Friuli Doc: al via saperi di ieri, sapori di domani

Al taglio del nastro Carlo Cracco e Debora Serracchiani

(ANSA) - UDINE, 08 SET - "Saperi di ieri, sapori di domani" è il tema del 22/o Friuli Doc, vetrina eccellenze gastronomiche friulane, inaugurata oggi, alla presenza di autorità e un folto pubblico e aperta fino all'11 settembre. Con oltre 100 stand, la kermesse si è aperta sulle note della Fanfara della Brigata Alpina Julia. A tagliare il nastro è stato lo chef Carlo Cracco.

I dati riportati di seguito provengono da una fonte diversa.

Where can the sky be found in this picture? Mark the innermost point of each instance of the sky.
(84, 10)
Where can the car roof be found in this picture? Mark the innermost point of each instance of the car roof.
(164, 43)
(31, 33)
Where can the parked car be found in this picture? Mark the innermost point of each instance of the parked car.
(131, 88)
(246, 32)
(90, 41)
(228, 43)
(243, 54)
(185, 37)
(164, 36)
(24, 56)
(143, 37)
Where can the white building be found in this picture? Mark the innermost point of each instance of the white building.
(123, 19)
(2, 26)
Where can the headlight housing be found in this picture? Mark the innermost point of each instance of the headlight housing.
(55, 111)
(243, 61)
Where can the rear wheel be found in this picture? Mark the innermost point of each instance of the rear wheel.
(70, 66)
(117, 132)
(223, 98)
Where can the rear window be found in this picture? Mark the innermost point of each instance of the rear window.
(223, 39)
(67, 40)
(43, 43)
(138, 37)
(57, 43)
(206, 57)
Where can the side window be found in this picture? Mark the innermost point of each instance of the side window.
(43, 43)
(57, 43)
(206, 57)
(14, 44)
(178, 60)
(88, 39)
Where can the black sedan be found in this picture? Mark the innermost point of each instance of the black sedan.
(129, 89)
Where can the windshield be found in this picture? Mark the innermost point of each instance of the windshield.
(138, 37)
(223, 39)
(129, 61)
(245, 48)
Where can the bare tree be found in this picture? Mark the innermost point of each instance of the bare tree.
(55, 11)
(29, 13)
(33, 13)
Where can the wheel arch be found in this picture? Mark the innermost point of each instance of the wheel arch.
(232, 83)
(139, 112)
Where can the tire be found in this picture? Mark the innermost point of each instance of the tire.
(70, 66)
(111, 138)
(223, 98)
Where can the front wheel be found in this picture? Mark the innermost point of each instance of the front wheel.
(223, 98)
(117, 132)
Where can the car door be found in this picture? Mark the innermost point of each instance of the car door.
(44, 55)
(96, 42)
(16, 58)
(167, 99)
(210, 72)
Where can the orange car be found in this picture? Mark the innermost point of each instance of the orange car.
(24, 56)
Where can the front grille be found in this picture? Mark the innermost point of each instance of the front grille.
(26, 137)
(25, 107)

    "Qui a Friuli Doc ispira tutto - ha detto - dal mare alla montagna, dalla collina alla campagna. Il Friuli è conosciuto nel mondo per formaggi, prosciutto, vini bianchi di assoluto pregio. Ma ciò che serve non è tanto sapere che abbiamo buoni vini o prodotti, ma serve promuoverli, facendoli sempre meglio''. La presidente FVG, Serracchiani: "Friuli Doc è stato uno dei primi eventi che ha cercato di mettere insieme cultura, tradizione e storia. Prima che la cultura del cibo fosse scoperta dalla tivù qui c'era un territorio che ha ritrovato buon bere, buon mangiare, storia e tradizione e tenere insieme una comunità; forza e il futuro di Friuli Doc".